"How peaceful is his sleep. The mystery of the unseen brings no look of surprise to his face. Around him is the calm of the dreamless bivouac: the brooding wings of eternal rest have spread their hush above him. To-morrow the merciful earth will open her robes of serge to receive him; in her ample bosom will fold his weary limbs, and while he sleeps will shade his eyes from the light. In a brief time, save to the few of us who love him, he will be forgotten among men. Days will dawn and set; the seasons will advance and recede; the years will ebb and flow; the tempest and the sunshine will alternately beat upon his lonely couch, until ere long it will be leveled with the surrounding earth; his body will dissolve into its original elements and it will be as though he had never lived.
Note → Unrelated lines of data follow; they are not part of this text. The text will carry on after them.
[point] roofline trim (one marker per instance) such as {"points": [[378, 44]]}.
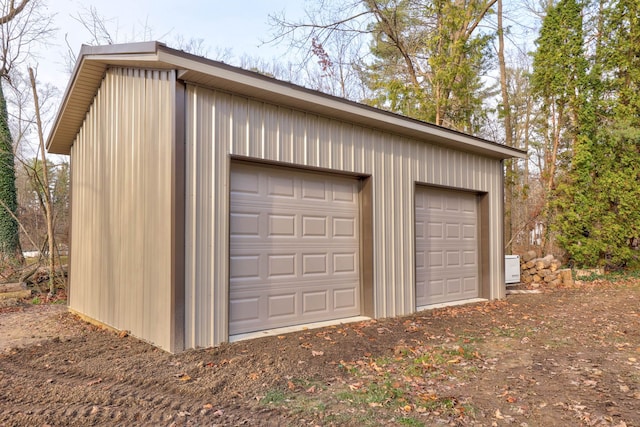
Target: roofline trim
{"points": [[185, 63]]}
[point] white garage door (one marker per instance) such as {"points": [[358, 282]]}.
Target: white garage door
{"points": [[446, 246], [294, 248]]}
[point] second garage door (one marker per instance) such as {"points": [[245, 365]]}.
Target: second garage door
{"points": [[447, 266], [294, 248]]}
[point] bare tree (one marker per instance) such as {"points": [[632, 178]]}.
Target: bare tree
{"points": [[22, 26]]}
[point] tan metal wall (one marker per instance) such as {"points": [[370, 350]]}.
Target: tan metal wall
{"points": [[220, 125], [121, 213]]}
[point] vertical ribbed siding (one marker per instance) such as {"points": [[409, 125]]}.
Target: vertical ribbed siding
{"points": [[220, 124], [121, 212]]}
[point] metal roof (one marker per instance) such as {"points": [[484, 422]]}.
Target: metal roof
{"points": [[94, 60]]}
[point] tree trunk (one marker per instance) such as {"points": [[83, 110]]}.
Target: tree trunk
{"points": [[46, 188], [10, 249]]}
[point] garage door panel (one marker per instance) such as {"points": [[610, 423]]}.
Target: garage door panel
{"points": [[449, 271], [302, 263]]}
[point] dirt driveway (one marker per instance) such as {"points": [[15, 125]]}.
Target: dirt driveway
{"points": [[562, 358]]}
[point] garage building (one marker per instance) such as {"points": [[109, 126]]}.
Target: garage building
{"points": [[211, 203]]}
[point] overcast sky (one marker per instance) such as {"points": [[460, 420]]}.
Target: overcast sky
{"points": [[238, 25]]}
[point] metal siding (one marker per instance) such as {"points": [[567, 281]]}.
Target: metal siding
{"points": [[121, 219], [395, 164]]}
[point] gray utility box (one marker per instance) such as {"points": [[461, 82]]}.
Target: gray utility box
{"points": [[511, 269]]}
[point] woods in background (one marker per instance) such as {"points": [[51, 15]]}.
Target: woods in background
{"points": [[570, 99]]}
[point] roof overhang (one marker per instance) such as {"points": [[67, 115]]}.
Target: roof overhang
{"points": [[93, 62]]}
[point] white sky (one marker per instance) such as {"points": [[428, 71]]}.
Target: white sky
{"points": [[238, 25]]}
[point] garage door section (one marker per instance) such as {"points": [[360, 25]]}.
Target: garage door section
{"points": [[294, 248], [446, 246]]}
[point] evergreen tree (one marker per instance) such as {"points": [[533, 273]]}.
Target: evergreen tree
{"points": [[429, 59], [598, 220]]}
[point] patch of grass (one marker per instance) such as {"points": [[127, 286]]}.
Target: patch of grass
{"points": [[375, 394], [274, 397], [410, 421]]}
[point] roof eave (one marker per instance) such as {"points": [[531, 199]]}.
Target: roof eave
{"points": [[94, 60]]}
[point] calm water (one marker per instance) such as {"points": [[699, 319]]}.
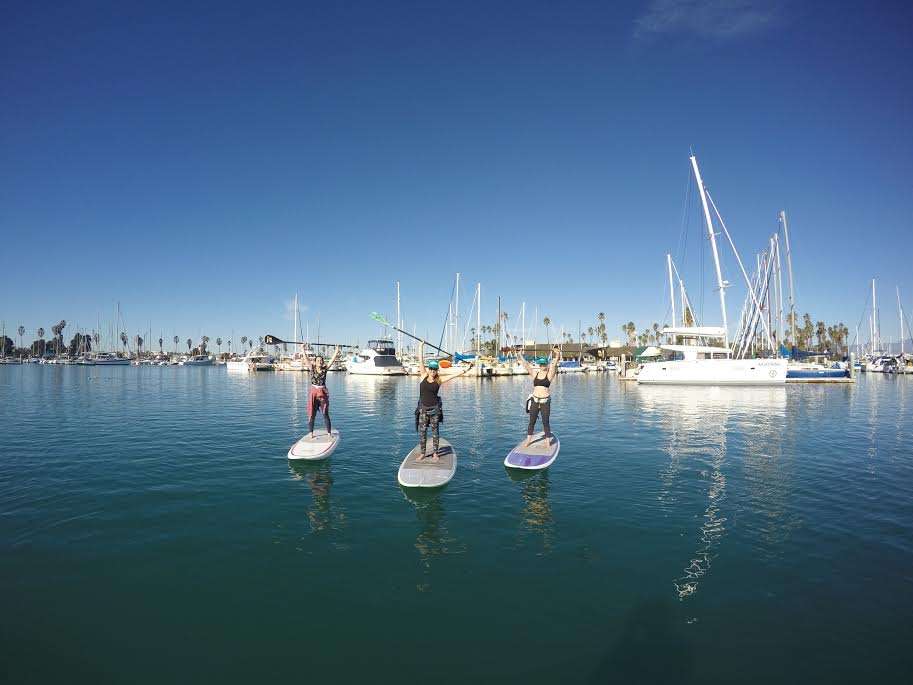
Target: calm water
{"points": [[152, 530]]}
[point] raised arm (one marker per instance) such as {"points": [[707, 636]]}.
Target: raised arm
{"points": [[553, 366], [522, 360]]}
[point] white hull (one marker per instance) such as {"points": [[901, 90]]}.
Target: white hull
{"points": [[368, 369], [714, 372]]}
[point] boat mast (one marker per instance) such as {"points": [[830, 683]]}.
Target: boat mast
{"points": [[399, 323], [295, 327], [716, 256], [456, 315], [478, 322], [876, 343], [789, 268]]}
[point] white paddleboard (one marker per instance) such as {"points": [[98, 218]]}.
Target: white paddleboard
{"points": [[425, 474], [539, 455], [320, 447]]}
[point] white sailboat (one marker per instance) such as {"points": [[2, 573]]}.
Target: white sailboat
{"points": [[705, 357], [377, 359]]}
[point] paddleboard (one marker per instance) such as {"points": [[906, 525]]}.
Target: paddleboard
{"points": [[320, 447], [425, 474], [539, 455]]}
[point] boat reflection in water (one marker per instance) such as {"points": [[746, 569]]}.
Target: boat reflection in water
{"points": [[537, 518], [699, 426], [319, 479], [433, 539]]}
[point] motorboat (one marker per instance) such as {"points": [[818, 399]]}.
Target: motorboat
{"points": [[571, 366], [697, 363], [377, 359], [253, 361], [109, 359]]}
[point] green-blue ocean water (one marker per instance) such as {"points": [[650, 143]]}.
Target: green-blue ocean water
{"points": [[152, 530]]}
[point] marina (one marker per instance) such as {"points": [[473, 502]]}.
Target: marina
{"points": [[456, 342], [681, 510]]}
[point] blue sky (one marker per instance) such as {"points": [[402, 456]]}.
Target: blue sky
{"points": [[200, 162]]}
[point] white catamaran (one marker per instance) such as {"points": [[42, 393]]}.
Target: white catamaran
{"points": [[703, 353]]}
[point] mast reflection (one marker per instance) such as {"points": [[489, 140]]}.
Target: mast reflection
{"points": [[696, 423]]}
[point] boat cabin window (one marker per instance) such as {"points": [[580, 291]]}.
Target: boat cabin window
{"points": [[382, 346]]}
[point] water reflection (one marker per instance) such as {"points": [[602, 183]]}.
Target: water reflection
{"points": [[433, 539], [319, 478], [696, 424], [537, 518]]}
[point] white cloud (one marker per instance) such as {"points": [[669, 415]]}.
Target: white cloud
{"points": [[719, 19]]}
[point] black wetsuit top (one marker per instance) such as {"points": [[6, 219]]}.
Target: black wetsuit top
{"points": [[428, 393], [319, 378]]}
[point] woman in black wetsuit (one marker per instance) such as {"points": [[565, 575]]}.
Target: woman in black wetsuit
{"points": [[429, 403], [540, 401]]}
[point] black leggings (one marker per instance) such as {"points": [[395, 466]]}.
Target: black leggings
{"points": [[429, 418], [325, 408], [534, 410]]}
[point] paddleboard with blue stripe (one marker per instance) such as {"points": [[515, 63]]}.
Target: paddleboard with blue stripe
{"points": [[539, 455], [320, 446]]}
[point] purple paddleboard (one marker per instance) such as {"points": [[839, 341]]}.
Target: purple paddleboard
{"points": [[539, 455]]}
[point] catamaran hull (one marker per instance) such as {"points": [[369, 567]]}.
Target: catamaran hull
{"points": [[714, 372]]}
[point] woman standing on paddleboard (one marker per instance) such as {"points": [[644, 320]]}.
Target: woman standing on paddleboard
{"points": [[540, 401], [319, 397], [430, 412]]}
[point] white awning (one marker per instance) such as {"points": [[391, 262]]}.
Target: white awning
{"points": [[704, 349], [703, 331]]}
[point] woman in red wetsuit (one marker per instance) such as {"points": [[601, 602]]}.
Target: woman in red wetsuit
{"points": [[319, 397]]}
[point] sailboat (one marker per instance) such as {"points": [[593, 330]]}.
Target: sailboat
{"points": [[705, 356], [296, 361]]}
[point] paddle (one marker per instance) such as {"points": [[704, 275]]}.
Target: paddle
{"points": [[382, 321]]}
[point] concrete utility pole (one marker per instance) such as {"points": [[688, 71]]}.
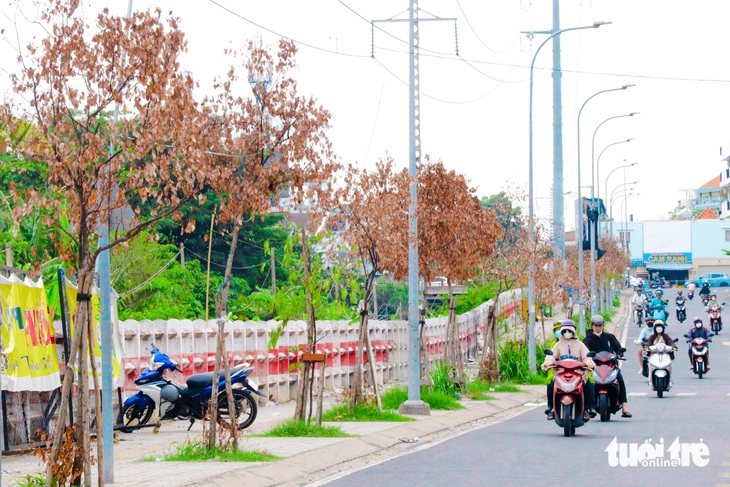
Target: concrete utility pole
{"points": [[414, 404]]}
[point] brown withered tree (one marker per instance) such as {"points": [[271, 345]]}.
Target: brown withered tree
{"points": [[506, 266], [373, 207], [454, 235], [67, 86], [277, 142]]}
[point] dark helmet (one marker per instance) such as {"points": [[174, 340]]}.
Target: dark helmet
{"points": [[597, 320]]}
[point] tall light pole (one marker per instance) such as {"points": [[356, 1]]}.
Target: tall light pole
{"points": [[606, 188], [593, 228], [531, 218], [579, 223]]}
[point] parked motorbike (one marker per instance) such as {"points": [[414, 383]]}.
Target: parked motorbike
{"points": [[639, 315], [660, 362], [607, 387], [715, 319], [159, 398], [681, 310], [699, 354], [568, 393]]}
The great ocean of life will heave and swell, and there will be no one to remember this drop that fell upon the earth in spray and was lost.

"This is as it seems to us, straining our dull eyes out upon the profound beyond our petty horizon. But who knows? We can trace the thread of this life as it was until it passed beyond the range of our visions, but who of us knows whether it was all unwound or whether in the 'beyond' it became a golden chain so strong that even Death can not break it, and thrilled with harmonies which could never vibrate on this frail thread that broke to-day?"

Then the Colonel sat down and the Professor stood up, and with his left hand resting on the casket, said:

"Three days ago this piece of crumbling dust was a brave soldier of peace. I mean the words in their fullest sense. Just now our brothers in the East are fearful lest so much silver will be produced that it will become, because of its plentifulness, unfit to be a measure of values. They do not realize what it costs or they would change their minds. They do not know how the gnomes guard their treasures, or what defense Nature uprears around her jewels. They revile the stamp which the Government has placed upon the white dollar. Could they see deeper they would perceive other stamps still. There would be blood blotches and seams made by the trickling of the tears of widows and orphans, for before the dollar issues bright from the mint, it has to be sought for through perils which make unconscious heroes of those who prosecute the search. For nearly twenty years now, on this lode, tragedies like this have been going on. We hear it said: 'A man was killed to-day in the Ophir,' or 'a man was dashed to pieces last night in the Justice,' and we listen to it as merely the rehearsal of not unexpected news. Could a list of the men who have been killed in this lode be published, it would be an appalling showing. It would outnumber the slain of some great battle.

"Besides the deaths by violence, hundreds more, worn out by the heat and by the sudden changes of temperature between the deep mines and the outer air, have drooped and died.

"The effect is apparent upon our miners. Their bearing perplexes strangers who come here. They do not know that in the conquests of labor there are fields to be fought over which turn volunteers into veteran soldiers quite as rapidly as real battle fields. They know nothing about storming the depths; of breaking down the defences of the deep hills. They can not comprehend that the quiet men whom they meet here on the streets are in the habit of shaking hands with Death daily until they have learned to follow without emotion the path of duty, let it lead where it may, and to accept whatever may come as a matter of course.

"Such an one was this our friend, who fell at his post; fell in the strength of his manhood, and when his great heart was throbbing only in kindness to all the world.

"One moment he exulted in his splendid life, the next he was mangled and crushed beyond recovery.

"Still there was no repining, no spoken regrets. For years the possibility of such a fate as this had been before his eyes steadily; it brought much anguish to him, but no surprise.

"He had lived a blameless life. As it drew near its close the vision of his mother was mercifully sent to him, and so in his second birth the same arms received him that cradled him when before he was as helpless as he is now.